Excerpt

From Chapter 1 – An encounter in the Karoo

Nothingness. She has been driving for hours on end across this nothingness. When she pulls to the side of the road and turns off the engine, the sun has already begun its red descent into the horizon. She steps out into the dry heat. The stony expanse of the Karoo stretches out for kilometres on end – illusory and timeless, like a de Chirico landscape. The stillness is broken only by the hushed breathing of the radiator. She walks away from the vehicle, oblivious to the scratches on her legs as she makes her way through the thorny bushes and the sharp yellow grass. She goes deep into her imaginary canvas, then stops. The sound of her footsteps fades out. There remains only silence. Deep, primordial silence. That’s all she is aching for.

Goeiemôre, Zoe.”

She flinches. She has been sitting on her solitary rock for quite a while now, watching the sky veer into blood orange, and hasn’t heard any footsteps. The initial fright turns quickly into disbelief: that voice! Could it really be him?

She turns and there, a few steps from her, stands the shortest of men – no taller than a metre and a half. His dark olive skin is wrinkled and shrivelled like a walnut shell. Under the visor of a battered baseball cap, she makes out the slants of his eyes and, out of the shade, his slightly restrained, dignified smile.

She jumps up to greet him.

“Koma! Ek sien jou!”

The old Bushman comes up to her with light steps and clasps her hands in his.

“I see you too, Mejuffrou.

Startled by the dream-like apparition, she briefly looks past Koma, trying to figure out where he may have come from. All she can see is a boundless stretch of bare country.

Oom, what are you doing here?”

“I visited friends living on a farm over there,” he says pointing to the west with his arm stretched out, the back of his hand facing up.

Her memory brings her back to 1986.

She is a graduate student spending the summer in Schmidtsdrift. The Army has chosen the nearby military base to relocate the Bushmen soldiers who fought in the frontier wars in Namibia. They have been brought here with their families, away from the public eye. There are about 4,000 of them, making it the largest San community left in Africa, and Zoe got permission to study their customs and way of life. On the very first day of her stay, the Base Captain introduces her to Koma, the !Kung shaman, one of the best trackers in the South African Army.

“Still at the camp, Koma?”

Ja, too old to work on a plaas.

How old is he? Fifty, sixty? Even he couldn’t tell.

“You might be too old to work on a farm, Oom, but you don’t seem too old to go on foot across the Karoo. When did you leave?”

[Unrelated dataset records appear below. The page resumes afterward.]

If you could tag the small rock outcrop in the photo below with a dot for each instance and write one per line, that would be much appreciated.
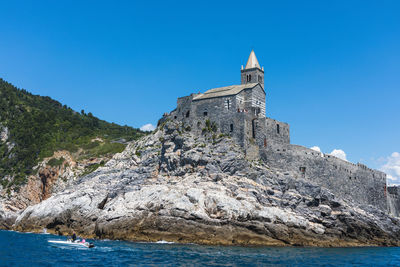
(179, 186)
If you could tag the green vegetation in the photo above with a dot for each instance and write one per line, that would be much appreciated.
(40, 125)
(211, 127)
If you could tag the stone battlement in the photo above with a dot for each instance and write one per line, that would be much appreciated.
(239, 111)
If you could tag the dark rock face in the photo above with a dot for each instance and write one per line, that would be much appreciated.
(178, 186)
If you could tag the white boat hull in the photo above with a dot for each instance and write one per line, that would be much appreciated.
(85, 244)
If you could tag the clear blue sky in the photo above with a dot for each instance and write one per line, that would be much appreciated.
(332, 68)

“Three days ago. It will take me another four days to be back,” he says as if it were the most natural thing in the world.

“I can give you a ride.”

Nee. Walking is good. It has taken me back to the lost days, when I was a young hunter.”

As he talks, Koma lets his eyes roam across the landscape.

For a while, they share the stillness of the place, drawn by the same sense of wonder, the same urge of wandering. Eventually, with his gaze still fixed into the horizon, the old shaman says: “Your heart is aching.”

She is taken aback. Startled by the oddness of their encounter, Zoe has momentarily forgotten the cause of her flight. She keeps quiet, looking down at the dust on her boots, forced back into reality. She is trying to answer but something is lodged in her throat.

“The arrows of sorrow hit me hard this time,” she manages to say at last.

Another long spell of silence. Zoe glances at the old man but can make out only his profile in the naked light of the veld.

“At times, we need to be like the weed, which bends in the wind,” Koma eventually says.

She sits back on her rock. There is no point in asking him to elaborate: The old shaman would look away, pretending not to have heard her. Besides, she doesn’t want to plead for clarity.                                                                         

She would rather hush her mind a little longer.

Instinctively, she finds herself following the old man’s gaze, as the sun heads toward its daily death.

After a long while she stands up and walks to the car. She pulls from her backpack three packages of biltong she bought for the trip and takes the bottle of water lying on the passenger seat; then goes back to Koma and hands him the dried meat and the water.

“They will come in handy.”

Goed.

The old man slips the offerings in his knapsack.

Oom, how come our paths have crossed here, in the middle of a desert?”

“The magic is in every moment of life, Mejuffrou. I thought you took note of this in the little book you used to carry everywhere.”

Koma clasps her hands, then goes on his way without turning around.

She watches him walk away, a small dark figure against a scarlet backdrop, the pace slow and measured. He is still wearing his old uniform, all patched and worn-out, and a pair of sandals made from truck tires.

Totsiens, Oom,” she finally says, still feeling the bushman’s dry and nervous strength around her wrists.

She moves towards the car. The light is fast draining from the sky. If she sits tight, she will be in Bloemfontein before dark settles in.